In their blog post, they link to (among many other papers) their IMPALA paper. Now, the blog post only links to that paper with text implying that they're using the "off-policy actor-critic reinforcement learning" described in that paper, but one of the major points of the IMPALA paper is actually an efficient, large-scale, distributed RL setup.
So, until we get more details (for example in their paper that's currently under review), our best guess would be that they're also using a similar kind of distributed RL setup as described in the IMPALA paper. As depicted in Figures 1 and 2, they decouple actors (machines running code to generate experience, e.g. by playing StarCraft) and learners (machines running code to learn/train/update weights of neural network(s)).

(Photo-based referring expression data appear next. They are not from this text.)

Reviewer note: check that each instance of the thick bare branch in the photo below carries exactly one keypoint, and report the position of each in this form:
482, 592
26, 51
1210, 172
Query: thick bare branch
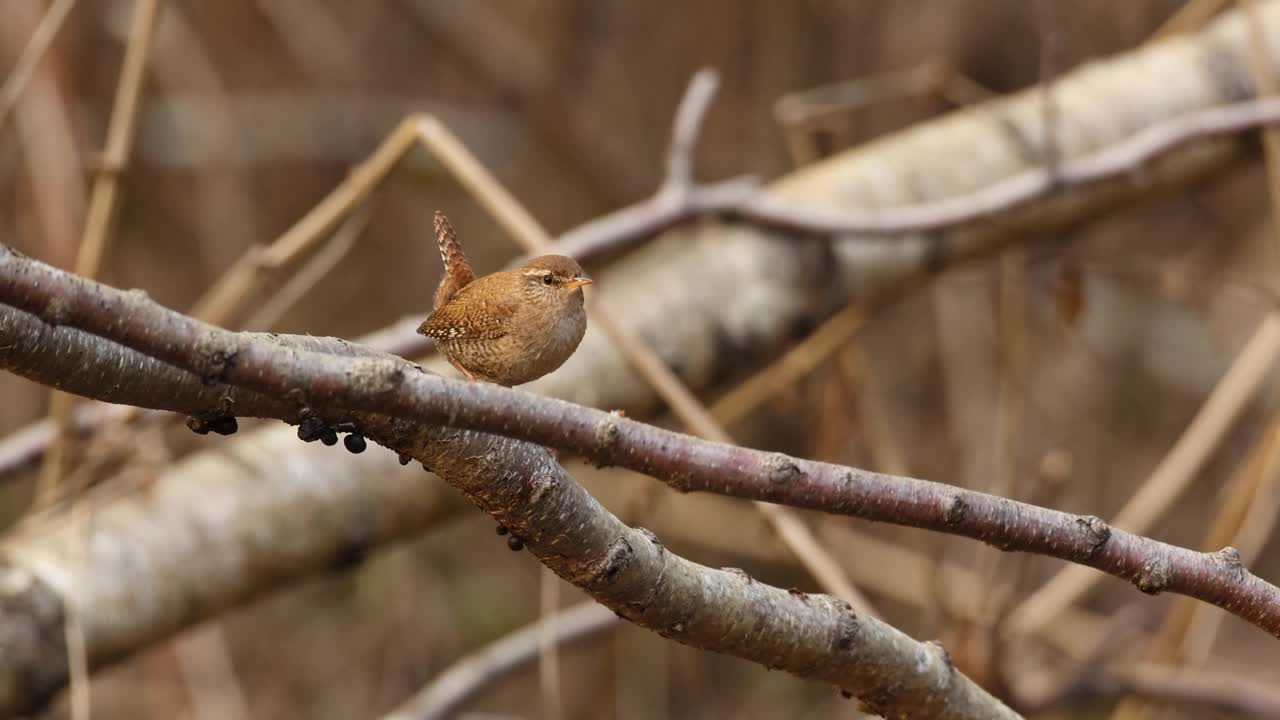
388, 386
813, 636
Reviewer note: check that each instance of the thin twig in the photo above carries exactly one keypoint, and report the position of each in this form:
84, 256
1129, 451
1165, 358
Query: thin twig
101, 210
1171, 477
688, 124
26, 67
315, 269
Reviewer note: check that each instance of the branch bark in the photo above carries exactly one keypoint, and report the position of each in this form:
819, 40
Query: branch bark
629, 570
350, 381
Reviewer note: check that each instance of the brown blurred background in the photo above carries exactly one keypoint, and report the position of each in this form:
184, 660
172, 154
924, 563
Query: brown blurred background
254, 110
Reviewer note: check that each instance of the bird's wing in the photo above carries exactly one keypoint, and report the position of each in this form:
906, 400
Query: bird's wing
457, 269
467, 317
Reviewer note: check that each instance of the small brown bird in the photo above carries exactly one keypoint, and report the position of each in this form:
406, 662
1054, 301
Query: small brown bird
510, 327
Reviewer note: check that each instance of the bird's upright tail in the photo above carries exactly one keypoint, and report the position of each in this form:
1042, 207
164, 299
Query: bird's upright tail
457, 268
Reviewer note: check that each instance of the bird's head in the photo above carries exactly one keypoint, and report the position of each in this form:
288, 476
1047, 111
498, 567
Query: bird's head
554, 274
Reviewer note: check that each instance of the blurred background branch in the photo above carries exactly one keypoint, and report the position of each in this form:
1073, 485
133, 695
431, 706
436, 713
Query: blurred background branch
1137, 299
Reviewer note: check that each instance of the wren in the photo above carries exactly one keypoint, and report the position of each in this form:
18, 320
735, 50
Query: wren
510, 327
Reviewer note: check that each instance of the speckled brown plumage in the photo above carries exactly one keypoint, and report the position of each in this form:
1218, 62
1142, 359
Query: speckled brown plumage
510, 327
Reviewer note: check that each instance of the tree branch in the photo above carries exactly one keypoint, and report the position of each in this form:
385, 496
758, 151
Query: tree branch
629, 570
389, 386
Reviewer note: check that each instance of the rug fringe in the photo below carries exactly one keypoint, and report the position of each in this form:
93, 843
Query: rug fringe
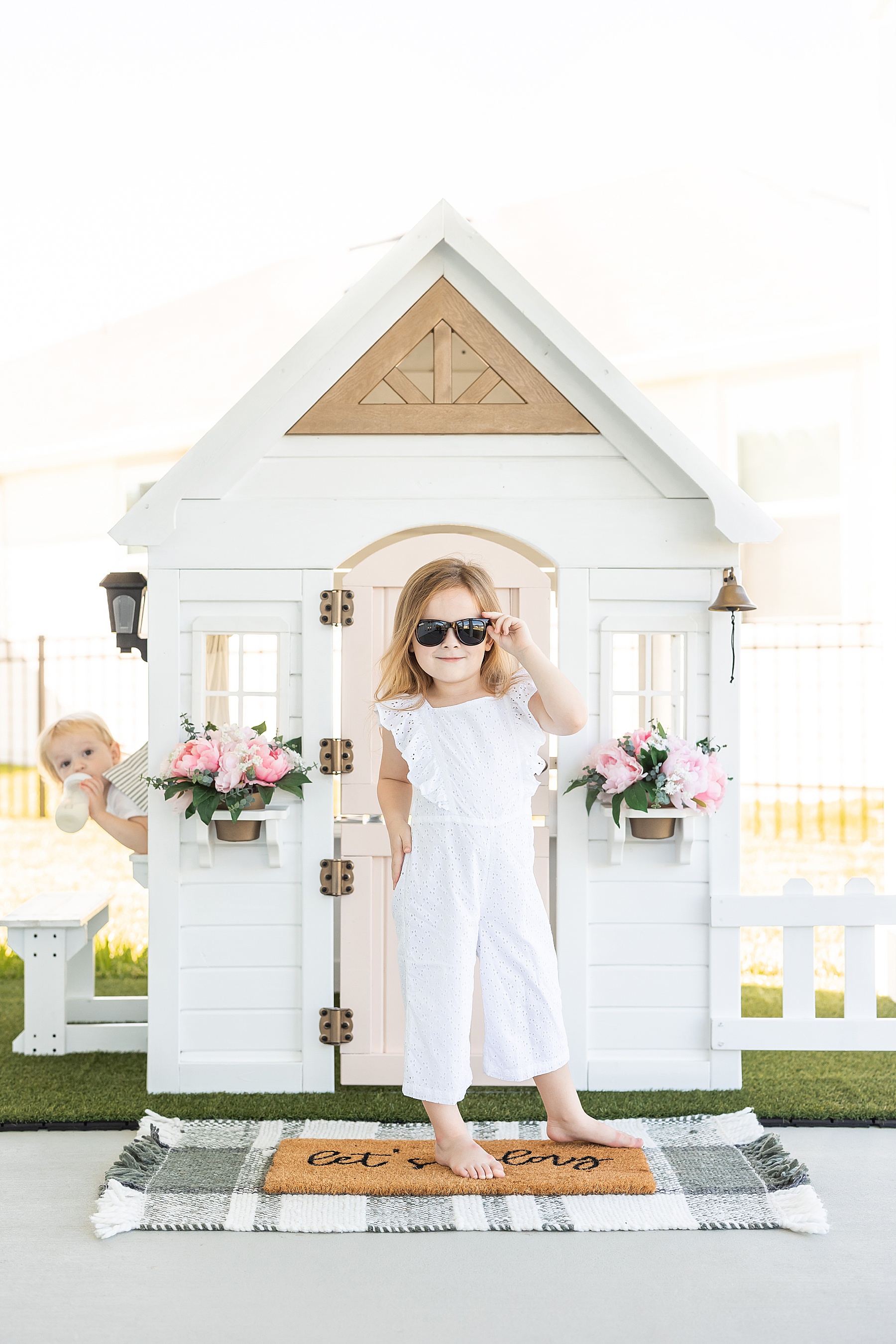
168, 1128
778, 1168
800, 1210
139, 1162
118, 1210
739, 1126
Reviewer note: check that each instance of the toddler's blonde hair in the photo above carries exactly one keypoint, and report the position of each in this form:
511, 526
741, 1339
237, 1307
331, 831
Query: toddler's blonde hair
401, 672
78, 719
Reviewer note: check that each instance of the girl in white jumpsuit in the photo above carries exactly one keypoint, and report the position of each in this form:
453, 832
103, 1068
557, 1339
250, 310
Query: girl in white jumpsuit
465, 701
468, 890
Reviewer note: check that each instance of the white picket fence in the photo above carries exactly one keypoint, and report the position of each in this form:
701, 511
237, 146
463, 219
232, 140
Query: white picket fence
798, 910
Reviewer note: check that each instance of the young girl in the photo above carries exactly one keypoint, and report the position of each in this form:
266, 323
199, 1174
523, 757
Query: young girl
464, 705
82, 744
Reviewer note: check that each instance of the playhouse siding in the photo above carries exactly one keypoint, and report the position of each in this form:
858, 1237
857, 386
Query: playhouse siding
648, 945
237, 978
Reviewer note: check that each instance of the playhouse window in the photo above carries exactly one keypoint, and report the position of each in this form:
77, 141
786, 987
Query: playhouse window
241, 679
648, 682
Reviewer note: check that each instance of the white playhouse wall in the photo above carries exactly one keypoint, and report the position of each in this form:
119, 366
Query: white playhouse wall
234, 992
254, 522
639, 929
242, 953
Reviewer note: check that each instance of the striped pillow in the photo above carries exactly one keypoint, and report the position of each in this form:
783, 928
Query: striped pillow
129, 776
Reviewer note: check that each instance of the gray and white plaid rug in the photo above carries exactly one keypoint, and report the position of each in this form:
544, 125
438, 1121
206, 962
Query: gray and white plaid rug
711, 1172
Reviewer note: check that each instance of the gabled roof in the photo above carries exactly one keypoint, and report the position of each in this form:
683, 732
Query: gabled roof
444, 244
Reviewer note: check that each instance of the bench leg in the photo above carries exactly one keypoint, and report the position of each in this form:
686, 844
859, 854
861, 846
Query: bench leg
45, 965
80, 978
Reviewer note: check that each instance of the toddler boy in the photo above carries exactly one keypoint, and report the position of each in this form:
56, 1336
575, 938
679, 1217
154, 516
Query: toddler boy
81, 744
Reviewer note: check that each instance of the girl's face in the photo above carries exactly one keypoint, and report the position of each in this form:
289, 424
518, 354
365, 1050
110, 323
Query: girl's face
82, 753
452, 661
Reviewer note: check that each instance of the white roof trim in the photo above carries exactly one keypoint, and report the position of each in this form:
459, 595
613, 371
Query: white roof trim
443, 244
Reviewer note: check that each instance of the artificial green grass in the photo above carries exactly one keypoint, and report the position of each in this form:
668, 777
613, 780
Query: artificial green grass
806, 1085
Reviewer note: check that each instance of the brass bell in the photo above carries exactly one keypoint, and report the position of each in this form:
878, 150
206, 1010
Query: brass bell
731, 596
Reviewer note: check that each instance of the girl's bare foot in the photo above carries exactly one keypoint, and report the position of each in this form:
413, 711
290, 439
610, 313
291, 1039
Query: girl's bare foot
585, 1129
465, 1158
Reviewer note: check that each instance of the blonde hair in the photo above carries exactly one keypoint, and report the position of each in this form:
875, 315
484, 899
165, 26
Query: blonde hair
69, 723
401, 674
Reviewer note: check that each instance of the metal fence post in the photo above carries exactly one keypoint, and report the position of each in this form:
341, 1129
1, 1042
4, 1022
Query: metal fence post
42, 788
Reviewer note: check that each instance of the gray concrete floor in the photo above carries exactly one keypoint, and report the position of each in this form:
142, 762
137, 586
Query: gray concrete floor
64, 1285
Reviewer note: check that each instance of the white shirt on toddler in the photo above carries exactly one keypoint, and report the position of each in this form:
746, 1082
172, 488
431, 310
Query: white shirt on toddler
121, 805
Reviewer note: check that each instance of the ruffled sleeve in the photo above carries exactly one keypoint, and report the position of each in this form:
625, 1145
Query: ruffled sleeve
530, 733
414, 742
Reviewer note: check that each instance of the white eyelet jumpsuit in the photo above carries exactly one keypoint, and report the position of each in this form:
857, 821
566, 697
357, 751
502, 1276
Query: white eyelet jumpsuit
468, 889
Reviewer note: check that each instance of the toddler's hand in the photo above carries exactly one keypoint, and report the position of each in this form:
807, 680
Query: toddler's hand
510, 634
401, 846
96, 797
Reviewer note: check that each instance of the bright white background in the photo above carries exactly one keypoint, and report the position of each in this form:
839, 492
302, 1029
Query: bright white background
153, 148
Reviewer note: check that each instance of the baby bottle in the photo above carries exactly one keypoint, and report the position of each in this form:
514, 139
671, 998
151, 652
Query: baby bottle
73, 809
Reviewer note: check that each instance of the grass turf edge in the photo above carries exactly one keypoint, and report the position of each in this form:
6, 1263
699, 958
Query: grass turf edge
111, 1088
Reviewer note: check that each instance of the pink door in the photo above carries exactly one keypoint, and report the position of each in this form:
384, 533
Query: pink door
368, 964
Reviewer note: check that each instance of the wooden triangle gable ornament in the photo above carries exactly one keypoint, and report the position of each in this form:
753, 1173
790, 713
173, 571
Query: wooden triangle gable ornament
443, 369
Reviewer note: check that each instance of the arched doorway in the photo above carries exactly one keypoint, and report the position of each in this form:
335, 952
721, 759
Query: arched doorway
366, 937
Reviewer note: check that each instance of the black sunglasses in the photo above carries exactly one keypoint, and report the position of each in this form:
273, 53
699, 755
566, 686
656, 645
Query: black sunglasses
470, 631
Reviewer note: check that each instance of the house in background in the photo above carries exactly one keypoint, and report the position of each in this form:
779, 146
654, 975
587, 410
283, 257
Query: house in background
441, 404
743, 311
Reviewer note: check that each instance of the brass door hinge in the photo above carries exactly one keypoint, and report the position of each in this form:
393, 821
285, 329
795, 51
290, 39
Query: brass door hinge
337, 877
337, 607
337, 756
335, 1026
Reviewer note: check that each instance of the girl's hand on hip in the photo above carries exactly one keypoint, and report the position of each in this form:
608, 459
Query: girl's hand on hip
401, 846
510, 634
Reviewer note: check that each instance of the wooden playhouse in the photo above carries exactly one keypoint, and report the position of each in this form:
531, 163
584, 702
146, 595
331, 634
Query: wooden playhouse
443, 406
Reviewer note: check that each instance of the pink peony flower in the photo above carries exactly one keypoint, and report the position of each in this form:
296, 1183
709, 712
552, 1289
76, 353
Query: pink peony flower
616, 765
715, 790
270, 764
687, 775
191, 757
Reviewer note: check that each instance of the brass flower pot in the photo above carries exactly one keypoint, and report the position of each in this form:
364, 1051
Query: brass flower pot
231, 831
652, 828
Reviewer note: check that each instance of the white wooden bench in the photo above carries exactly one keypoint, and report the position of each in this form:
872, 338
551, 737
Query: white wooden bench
54, 933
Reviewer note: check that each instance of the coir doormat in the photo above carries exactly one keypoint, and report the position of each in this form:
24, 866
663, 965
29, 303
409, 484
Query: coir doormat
708, 1172
409, 1167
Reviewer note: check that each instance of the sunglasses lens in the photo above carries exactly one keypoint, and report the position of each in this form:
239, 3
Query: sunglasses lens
472, 632
429, 634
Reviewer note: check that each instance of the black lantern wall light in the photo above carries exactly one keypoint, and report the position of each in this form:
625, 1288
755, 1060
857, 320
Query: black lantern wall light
125, 594
731, 598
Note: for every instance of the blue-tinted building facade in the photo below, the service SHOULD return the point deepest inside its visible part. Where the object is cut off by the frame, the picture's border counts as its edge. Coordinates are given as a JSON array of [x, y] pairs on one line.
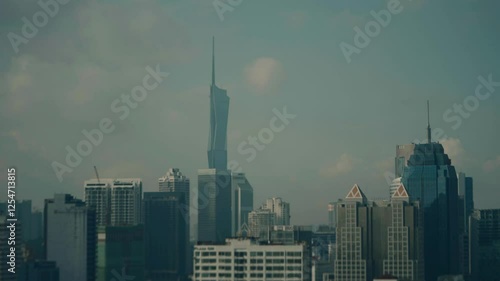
[[165, 235], [219, 111], [431, 179]]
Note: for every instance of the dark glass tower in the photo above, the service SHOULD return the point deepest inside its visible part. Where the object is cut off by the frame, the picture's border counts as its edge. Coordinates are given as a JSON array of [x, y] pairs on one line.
[[214, 205], [219, 110], [165, 236], [431, 179]]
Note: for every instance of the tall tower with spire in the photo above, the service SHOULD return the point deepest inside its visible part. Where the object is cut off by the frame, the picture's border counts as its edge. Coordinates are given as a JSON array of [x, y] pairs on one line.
[[219, 111], [430, 178]]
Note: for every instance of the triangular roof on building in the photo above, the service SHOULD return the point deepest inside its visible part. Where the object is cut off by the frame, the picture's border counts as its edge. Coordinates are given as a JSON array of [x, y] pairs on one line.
[[400, 193], [356, 193]]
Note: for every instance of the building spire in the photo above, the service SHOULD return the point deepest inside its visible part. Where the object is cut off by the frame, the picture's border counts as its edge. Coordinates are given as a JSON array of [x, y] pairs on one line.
[[428, 124], [213, 60]]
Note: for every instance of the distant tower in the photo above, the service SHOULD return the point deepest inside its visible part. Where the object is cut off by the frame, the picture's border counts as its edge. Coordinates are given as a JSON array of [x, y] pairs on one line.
[[175, 181], [117, 202], [165, 235], [219, 110], [280, 208], [71, 237], [214, 205], [241, 202], [431, 178]]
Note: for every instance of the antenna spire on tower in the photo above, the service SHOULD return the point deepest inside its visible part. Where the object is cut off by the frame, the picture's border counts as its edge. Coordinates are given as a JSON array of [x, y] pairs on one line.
[[428, 124], [213, 60]]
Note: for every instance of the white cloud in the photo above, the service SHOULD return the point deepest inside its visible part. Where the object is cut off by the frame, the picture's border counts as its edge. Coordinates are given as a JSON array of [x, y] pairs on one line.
[[492, 164], [264, 74], [344, 165]]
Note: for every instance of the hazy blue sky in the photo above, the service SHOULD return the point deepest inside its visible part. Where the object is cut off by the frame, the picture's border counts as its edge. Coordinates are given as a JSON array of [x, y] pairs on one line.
[[270, 54]]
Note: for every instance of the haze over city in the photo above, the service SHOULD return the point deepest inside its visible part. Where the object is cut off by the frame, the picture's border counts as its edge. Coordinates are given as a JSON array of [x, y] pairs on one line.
[[349, 113]]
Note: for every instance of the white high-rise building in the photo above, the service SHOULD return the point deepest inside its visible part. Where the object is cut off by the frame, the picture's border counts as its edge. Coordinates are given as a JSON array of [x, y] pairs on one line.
[[241, 203], [280, 208], [116, 201], [246, 259], [70, 237]]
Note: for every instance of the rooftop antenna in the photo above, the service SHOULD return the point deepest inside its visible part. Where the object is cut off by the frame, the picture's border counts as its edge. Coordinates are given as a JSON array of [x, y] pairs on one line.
[[428, 124], [97, 175], [213, 60]]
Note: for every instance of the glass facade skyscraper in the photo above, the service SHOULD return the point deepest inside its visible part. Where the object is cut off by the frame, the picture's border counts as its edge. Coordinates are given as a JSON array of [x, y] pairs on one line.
[[219, 110], [242, 202], [165, 236], [430, 178], [214, 205]]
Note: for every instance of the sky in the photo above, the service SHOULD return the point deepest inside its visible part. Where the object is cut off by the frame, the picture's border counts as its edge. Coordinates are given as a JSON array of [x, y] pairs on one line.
[[353, 96]]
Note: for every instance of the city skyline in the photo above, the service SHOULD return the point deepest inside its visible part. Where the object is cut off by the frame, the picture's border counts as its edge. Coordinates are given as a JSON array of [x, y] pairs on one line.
[[180, 102]]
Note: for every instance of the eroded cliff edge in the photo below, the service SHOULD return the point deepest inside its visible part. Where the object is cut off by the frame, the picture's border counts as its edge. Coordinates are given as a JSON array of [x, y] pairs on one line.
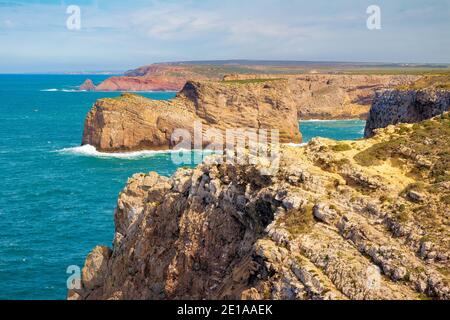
[[132, 122], [320, 228], [405, 106]]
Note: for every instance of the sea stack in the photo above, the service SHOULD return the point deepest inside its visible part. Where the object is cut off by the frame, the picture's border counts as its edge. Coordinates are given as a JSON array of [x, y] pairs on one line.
[[88, 85]]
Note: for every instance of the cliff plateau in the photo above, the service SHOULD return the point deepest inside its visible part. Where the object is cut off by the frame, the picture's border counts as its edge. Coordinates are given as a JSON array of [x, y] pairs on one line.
[[132, 122], [367, 219]]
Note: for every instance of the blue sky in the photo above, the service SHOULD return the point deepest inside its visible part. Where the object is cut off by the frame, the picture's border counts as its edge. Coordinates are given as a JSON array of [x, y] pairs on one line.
[[119, 35]]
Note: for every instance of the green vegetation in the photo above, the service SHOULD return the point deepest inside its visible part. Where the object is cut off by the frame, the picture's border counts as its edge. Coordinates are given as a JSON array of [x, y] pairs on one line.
[[445, 199], [438, 81], [436, 151], [248, 81], [300, 220]]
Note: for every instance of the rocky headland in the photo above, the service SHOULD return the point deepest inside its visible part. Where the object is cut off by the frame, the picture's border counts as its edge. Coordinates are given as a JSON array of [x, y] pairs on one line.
[[132, 122], [367, 219], [317, 96], [419, 101]]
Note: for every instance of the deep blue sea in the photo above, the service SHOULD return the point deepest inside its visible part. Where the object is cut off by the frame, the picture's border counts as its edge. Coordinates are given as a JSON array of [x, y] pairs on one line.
[[57, 201]]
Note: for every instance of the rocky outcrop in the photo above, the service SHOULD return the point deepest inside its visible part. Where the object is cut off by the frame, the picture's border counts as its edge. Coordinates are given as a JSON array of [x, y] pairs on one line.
[[329, 96], [88, 85], [132, 122], [405, 106], [317, 96], [335, 222], [157, 77]]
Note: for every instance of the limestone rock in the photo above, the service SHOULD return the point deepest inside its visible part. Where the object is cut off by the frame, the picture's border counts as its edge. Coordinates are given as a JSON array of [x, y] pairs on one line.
[[395, 106]]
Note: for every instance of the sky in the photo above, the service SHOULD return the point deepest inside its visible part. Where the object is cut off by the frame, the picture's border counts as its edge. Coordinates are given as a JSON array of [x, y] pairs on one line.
[[120, 35]]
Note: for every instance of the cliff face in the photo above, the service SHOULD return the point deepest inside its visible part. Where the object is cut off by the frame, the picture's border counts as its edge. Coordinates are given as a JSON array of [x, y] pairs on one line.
[[406, 106], [327, 96], [317, 96], [134, 123], [340, 220], [88, 85], [158, 77]]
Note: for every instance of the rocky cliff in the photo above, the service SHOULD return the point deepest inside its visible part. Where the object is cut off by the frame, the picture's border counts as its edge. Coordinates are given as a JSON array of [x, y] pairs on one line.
[[132, 122], [367, 219], [405, 106]]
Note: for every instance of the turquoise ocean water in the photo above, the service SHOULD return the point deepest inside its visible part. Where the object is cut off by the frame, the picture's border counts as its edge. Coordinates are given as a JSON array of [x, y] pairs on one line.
[[57, 201]]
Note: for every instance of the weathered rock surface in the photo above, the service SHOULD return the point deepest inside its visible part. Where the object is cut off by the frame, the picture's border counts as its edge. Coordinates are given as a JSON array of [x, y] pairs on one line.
[[317, 96], [405, 106], [88, 85], [132, 122], [335, 222]]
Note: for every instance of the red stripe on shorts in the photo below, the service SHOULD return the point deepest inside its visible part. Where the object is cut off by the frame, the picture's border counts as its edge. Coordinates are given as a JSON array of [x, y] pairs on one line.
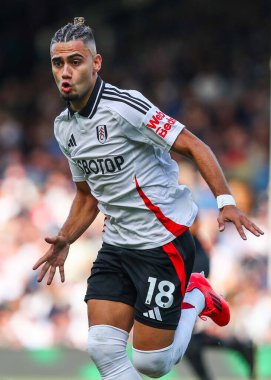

I would assume that their TPUs are definitely being used by the Learner (or, likely, multiple Learners). StarCraft 2 itself won't benefit from running on TPUs (and probably would be impossible to even get to run on them in the first place), because the game logic likely doesn't depend on large-scale, dense matrix operations (the kinds of operations that TPUs are optimized for). So, the StarCraft 2 game itself (which only needs to run for the "actors", not for the "learners") is almost certainly running on CPUs.
The actors will still have to run forwards passes through Neural Networks in order to select actions. I would assume that their Actors are still equipped with either GPUs or TPUs to do this more quickly than a CPU would be capable of, but the more expensive backwards passes are not necessary here; only the Learners need to perform those.